Even though the groundhog saw his shadow earlier this month, spring is not that far away, and with it, mosquitoes and the returning threat of the Zika virus.
Over the winter months, medical researchers have been busy working on vaccines against the virus and are reporting significant progress.
“The pace of preclinical and early clinical development for Zika vaccines is unprecedented,” said Dr. Dan H. Barouch, of Beth Israel Deaconess Medical Center (BIDMC).
Barouch is the corresponding author of a review paper in the journal Immunity, detailing advances toward a Zika vaccine.
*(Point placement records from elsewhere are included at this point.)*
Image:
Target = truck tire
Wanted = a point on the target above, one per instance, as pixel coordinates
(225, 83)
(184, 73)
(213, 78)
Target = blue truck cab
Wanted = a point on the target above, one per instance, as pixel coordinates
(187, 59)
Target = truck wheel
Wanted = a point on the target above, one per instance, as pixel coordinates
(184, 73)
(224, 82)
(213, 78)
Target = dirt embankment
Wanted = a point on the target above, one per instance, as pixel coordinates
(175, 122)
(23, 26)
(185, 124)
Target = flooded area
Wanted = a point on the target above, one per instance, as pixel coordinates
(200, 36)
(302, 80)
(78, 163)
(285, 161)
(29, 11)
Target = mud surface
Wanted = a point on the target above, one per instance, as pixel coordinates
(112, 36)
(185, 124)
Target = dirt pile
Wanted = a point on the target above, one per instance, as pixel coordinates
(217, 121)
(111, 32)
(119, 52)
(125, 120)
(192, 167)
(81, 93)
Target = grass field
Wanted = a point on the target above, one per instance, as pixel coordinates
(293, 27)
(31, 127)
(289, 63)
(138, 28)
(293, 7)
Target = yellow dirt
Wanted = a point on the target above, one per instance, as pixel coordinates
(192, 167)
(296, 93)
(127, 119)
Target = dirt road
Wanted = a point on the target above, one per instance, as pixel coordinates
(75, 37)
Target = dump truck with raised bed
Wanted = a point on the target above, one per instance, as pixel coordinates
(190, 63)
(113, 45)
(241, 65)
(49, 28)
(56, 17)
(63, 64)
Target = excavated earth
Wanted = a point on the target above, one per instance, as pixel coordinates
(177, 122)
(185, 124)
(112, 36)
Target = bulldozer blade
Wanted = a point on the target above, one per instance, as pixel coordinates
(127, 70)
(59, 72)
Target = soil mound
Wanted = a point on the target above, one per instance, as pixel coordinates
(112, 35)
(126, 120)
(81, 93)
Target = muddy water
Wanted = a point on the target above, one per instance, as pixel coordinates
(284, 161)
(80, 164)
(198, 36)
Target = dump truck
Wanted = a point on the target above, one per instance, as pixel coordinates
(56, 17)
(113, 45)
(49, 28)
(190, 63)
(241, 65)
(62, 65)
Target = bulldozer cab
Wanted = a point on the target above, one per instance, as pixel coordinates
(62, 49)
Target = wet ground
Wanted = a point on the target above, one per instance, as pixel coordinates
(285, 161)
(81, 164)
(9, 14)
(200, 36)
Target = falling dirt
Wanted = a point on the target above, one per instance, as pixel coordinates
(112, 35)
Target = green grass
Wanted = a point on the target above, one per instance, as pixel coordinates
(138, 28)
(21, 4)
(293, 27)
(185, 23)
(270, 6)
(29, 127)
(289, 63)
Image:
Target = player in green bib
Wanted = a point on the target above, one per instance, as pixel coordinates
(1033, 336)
In a very short time, he says researchers have shown that a variety of vaccine platforms can provide significant protection against Zika virus challenge in animal tests.
"However, unique challenges will need to be addressed in the clinical development of a Zika vaccine,” Barouch said.
Three vaccines under development
Today, just two years after the first Zika outbreak in Brazil, researchers have focused their attention on three different vaccine candidates that they say have been effective in protecting both mice and rhesus monkeys in laboratory settings. Several human trials began last fall at various sites in the U.S.
“The rapid advancement of Zika vaccine candidates into clinical trials reflects the uniquely focused and effective collaboration among scientists in the field to address this important global problem,” said Barouch.
While the symptoms of Zika are not extreme and people normally recover after a few weeks, the virus has devastating effects when a pregnant woman is infected.
Devastating impact on pregnant women
The World Health Organization (WHO) warns that a Zika virus infection during pregnancy is a cause of congenital brain abnormalities, including microcephaly, a birth defect in which the brain is not fully developed. Zika has also been known to trigger Guillain-Barré syndrome.
Even with the progress recorded over the last year, Barouch says a lot about the Zika virus remains unknown, which will slow development of a vaccine.
Safety considerations, he says, are a key concern since the target population for any vaccine will include women who are pregnant or may become pregnant.